Cincuenta y ocho años más tarde, el escritor británico Anthony Burguess lanzó su novela más reconocida “La Naranja Mecánica”, la cual sería inmortalizada por la versión cinematográfica dirigida por Stanley Kubrick. Su título, según el autor, deviene de la expresión “tan raro como naranja de relojería”, aludiendo a las prácticas pavlovianas realizadas al protagonista Alex DeLarge, que forjaban sus comportamientos a partir de estímulos sensoriales, coartando su libre albedrío y así neutralizando su maldad.

América Latina hoy, podría resultar ser la síntesis de las obras de Henry y Burguess al ser llamada “La Banana Mecánica”: un continente que experimenta una gran debilidad institucional, dirigido por gobiernos que favorecen los intereses de grandes multinacionales y de las oligarquías transnacionales, agricultoras y lobbys financieros; los cuales neutralizan su accionar internacional multilateral a partir de un realinamiento con los intereses de los Estados Unidos en el medio de la guerra comercial con China y el advenimiento de Rusia en la región. 

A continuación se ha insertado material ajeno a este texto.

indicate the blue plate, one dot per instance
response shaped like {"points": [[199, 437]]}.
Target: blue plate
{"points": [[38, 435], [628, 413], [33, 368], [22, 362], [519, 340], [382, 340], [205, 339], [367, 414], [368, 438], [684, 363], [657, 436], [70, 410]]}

La política neoconservadora estadounidense para América Latina se apoya en los gobiernos neoliberales que han ascendido a partir de 2015 a la fecha. Con la asunción de Donald Trump en 2017, se aplicó una política exterior de mayor rigidez a fin de frenar el avance chino y ruso en la región. De esta forma se articuló el acercamiento de dichos gobiernos a Washington, con la triangulación de poder con los intereses israelitas en la región, conformando el Grupo Lima y el Prosur como organismos multilaterales de corte neoconservador, en detrimento de la Unasur. Su fin: desideologizar la región, tornándola “pragmática”, con el fantasma de la crisis de Venezuela presente. 

Las recientes elecciones primarias en Argentina supusieron el teatro de lo absurdo en cuanto a diplomacia significa. Los drugos neoconservadores de la región –  Iván Duque, Jair Bolsonaro y Juan Guaidó – interviniendo en la contienda electoral fueron la apología a la torpeza diplomática. Esto en el contexto de un contundente triunfo de Alberto Fernández , con un 47,7% de los votos y con una diferencia del 15% con el actual presidente Macri, que obtuvo el 32,08%. 

Sin embargo, los drugos no son los únicos que han tenido sus ojos en el escenario electoral argentino. Ellos solo fueron interlocutores de otros poderes superiores. Estos son: el “drugo mayor”, Donald Trump; el Fondo Monetario Internacional, el gobierno de Netanyahu. Mientras que Vladimir Putin y Xi Jinping aparecen también como grandes interesados en esta elección. 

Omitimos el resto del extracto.